Indeed, the one thing that is NOT easy to reflect in that code is whether the new jvm arg (to revert the cfmx_compat default) has been used. If it has (or if testing against CF2023 or 2021 BEFORE the JUNE updates, or CF2018 or earlier), then the 3rd line (no arg) will be the same as the first 2 (cfmx_compat/md5).
AFTER the update (and without the JVM arg reverting things) the 3rd line will be the same as the 4th (sha256).
And apologies to any who's heads are spinning or feel that all this all "too much". But I think for some readers the clarifications will be useful.
1) Great
2) I didn't show using no argument in my example because it is now SHA-256, I was just trying to show that MD5 and CFMX_COMPAT are the same thing for the hash algorithm.
3) Yes, I don't know why the ever called it CFMX_COMPAT because it is just MD5. For encrypt/decrypt it makes sense that they call it CFMX_COMPAT because they made up their own algorithm so it is not a standard algorithm, but for the hash they used a standard algorithm.
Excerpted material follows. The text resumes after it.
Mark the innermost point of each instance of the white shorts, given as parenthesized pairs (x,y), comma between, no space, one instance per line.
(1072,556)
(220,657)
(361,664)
4) Ah, I think this is where you thought I was disputing that it changed. I was just trying to point out that the hashing algorithm used when you specify CFMX_COMPAT is the MD5 algorithm, so the result is equivalent. I should have said: "if you say MD5 was the PREVIOUS default or CFMX_COMPAT was the PREVIOUS default they are both technically correct".
Also, I corrected a couple of minor mistakes in my last comment where I once wrote sha256 for sha-256, and another time I mistakenly referred to aes256. They should both be sha-256, and now are.